Disheveled models entered with unkempt hair and lingerie falling out – literally! Perhaps, a modern version of Alice who fell down the rabbit hole? To be honest, rabbits were the main protagonists of this collection.
Drawing inspiration from his own personal wardrobe, Nigo redefined tailoring with a relaxed sensibility. Double-breasted tuxedo blazers exuded a structured elegance, balanced by silk bomber jackets and cozy felted duffle hoodies. Japanese denim took on a playful edge with pink stitching, while breezy, diaphanous balloon pants hinted at lingerie-like delicacy.
This softness extended to floral motifs lifted from archival Kenzo swimsuits, further enhancing the collection’s feminine energy. Accessories reinforced this ethos, with bags featuring shirred handles and delicate ribbon bows adding a touch of youthful charm.

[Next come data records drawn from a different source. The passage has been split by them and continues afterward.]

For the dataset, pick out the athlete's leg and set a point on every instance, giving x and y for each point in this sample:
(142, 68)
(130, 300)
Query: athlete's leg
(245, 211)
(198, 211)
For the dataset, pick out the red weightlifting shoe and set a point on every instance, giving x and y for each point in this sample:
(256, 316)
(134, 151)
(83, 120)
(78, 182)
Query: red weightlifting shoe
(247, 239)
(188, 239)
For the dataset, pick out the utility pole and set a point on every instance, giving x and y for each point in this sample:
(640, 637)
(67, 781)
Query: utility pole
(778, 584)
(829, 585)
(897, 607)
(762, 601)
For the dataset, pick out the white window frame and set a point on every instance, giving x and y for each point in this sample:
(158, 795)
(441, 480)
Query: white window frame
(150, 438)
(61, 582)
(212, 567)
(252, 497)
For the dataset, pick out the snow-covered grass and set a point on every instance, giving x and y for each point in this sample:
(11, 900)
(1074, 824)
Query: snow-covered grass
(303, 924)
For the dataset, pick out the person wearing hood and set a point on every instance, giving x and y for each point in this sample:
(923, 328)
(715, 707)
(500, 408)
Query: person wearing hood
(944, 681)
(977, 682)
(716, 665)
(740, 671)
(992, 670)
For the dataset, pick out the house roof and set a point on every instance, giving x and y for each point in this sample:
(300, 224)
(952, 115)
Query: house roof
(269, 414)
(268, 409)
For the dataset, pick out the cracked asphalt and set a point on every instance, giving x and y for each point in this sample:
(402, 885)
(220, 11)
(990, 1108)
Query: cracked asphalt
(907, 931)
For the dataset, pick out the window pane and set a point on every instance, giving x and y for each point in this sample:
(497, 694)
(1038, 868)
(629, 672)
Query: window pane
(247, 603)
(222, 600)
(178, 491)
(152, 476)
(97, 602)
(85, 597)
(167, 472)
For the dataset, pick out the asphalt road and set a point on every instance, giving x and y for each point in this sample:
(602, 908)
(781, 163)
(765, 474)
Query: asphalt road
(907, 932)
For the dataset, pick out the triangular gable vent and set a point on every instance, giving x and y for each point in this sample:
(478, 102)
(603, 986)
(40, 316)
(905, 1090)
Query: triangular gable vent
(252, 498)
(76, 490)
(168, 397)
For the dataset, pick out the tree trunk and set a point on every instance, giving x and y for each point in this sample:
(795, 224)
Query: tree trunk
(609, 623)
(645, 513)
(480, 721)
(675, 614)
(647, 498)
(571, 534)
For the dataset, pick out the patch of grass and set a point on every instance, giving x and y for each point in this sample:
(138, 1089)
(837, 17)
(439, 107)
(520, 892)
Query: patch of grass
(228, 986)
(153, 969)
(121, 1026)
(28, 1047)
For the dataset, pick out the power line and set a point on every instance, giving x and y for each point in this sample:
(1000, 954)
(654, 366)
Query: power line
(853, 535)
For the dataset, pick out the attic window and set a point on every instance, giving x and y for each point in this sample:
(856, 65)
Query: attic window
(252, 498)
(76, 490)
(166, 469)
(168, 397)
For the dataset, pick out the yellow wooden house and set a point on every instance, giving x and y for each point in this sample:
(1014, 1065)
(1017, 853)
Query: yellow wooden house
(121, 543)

A sense of fun permeated the collection through two mischievous rabbit motifs, “Lucky Me” in pink and “Lucky You” in pastel blue, originally drawn by Kenzo Takada in 1979. These whimsical figures appeared on vests, hoodies with rabbit-ear details, and even sling-back bunny slippers.
Meticulous craftsmanship anchored the collection’s exuberance. Crystal pavé belt buckles referenced streetwear’s opulent edge, hand-carved mother-of-pearl buttons elevated everyday pieces, and tailored jacket linings adhered to the standards of Savile Row.
Playing in the background was an eclectic mix of ’90s hip-hop, punk, and disco, an audacious soundtrack befitting a collection rooted in bold contrasts and unexpected whimsy.
By merging technical precision with uninhibited joy, Nigo delivered a collection that honored Kenzo’s past while embracing a bold, free-spirited future.